Quality of life assessment
To assess health-related QOL, the SF-12v2 questionnaire was used. This questionnaire is a short form of the SF-36 questionnaire and improved version of SF-12v1 (28). The validity and reliability of this questionnaire were approved in Iran (29). The questionnaire has 12 items which evaluate 8 domains of health including physical functioning, role limitations because of physical problems, bodily pain, general health, vitality, social functioning, role limitations because of emotional problems, and mental health. The range of QoL scores are between 0 (the worst QoL) to 100 (the best QoL). The median of the QoL score is 43. The subjects were categorized as high QoL if their scores were higher than 43.

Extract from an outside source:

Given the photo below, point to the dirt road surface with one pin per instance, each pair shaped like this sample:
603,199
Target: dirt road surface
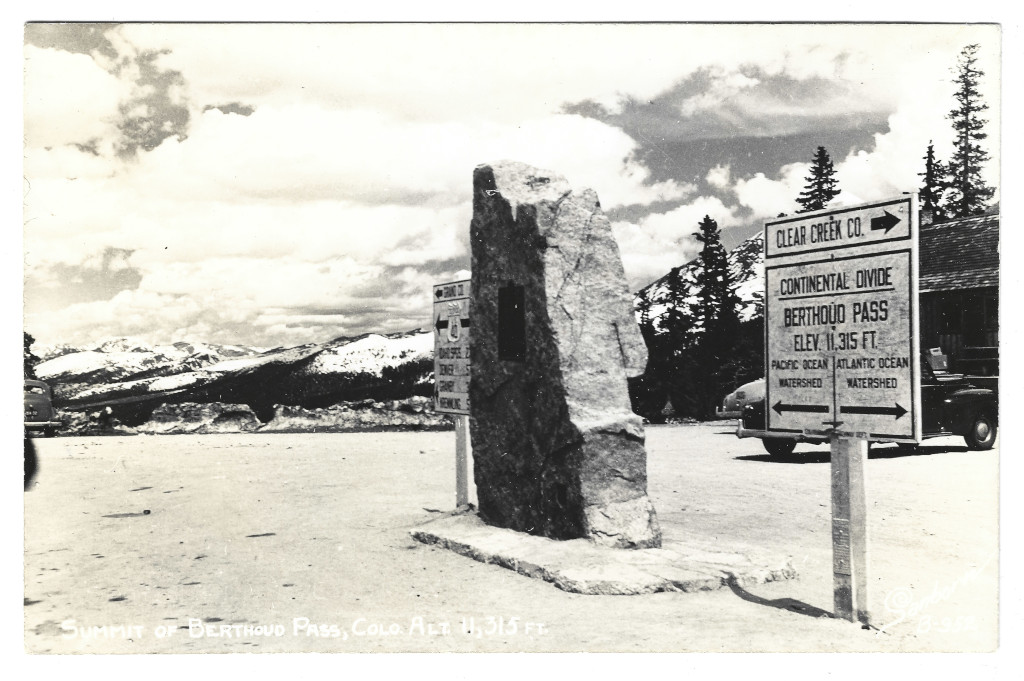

Subjects were classified into four groups across quartiles of their food group scores including whole grain, refined grain, carbonated drink and fast foods. General characteristics and nutrient intake across quartiles of food group score were expressed as means ± SDs for continuous variables, and as numbers and percentages for categorical variables. To examine the differences between quartiles, one-way-ANOVA and Chi square test were used for continuous and categorical variable respectively. To investigate the relationship between quartiles of food group scores with depression and poor QoL, multivariate regression was conducted in the crude and adjusted models. Multivariate linear regression was used to explore the association between QOL score and depression with fast food, carbonated drink, whole grain and refined grain intake. Age and energy intake were adjusted in Model I. Additionally, BMI percentile was adjusted in Model II. Finally, physical activity, age, energy intake and BMI percentile were adjusted in the model III. All statistical analyses were conducted using the SPSS version 21. P-values less than 0.05 were considered as significant.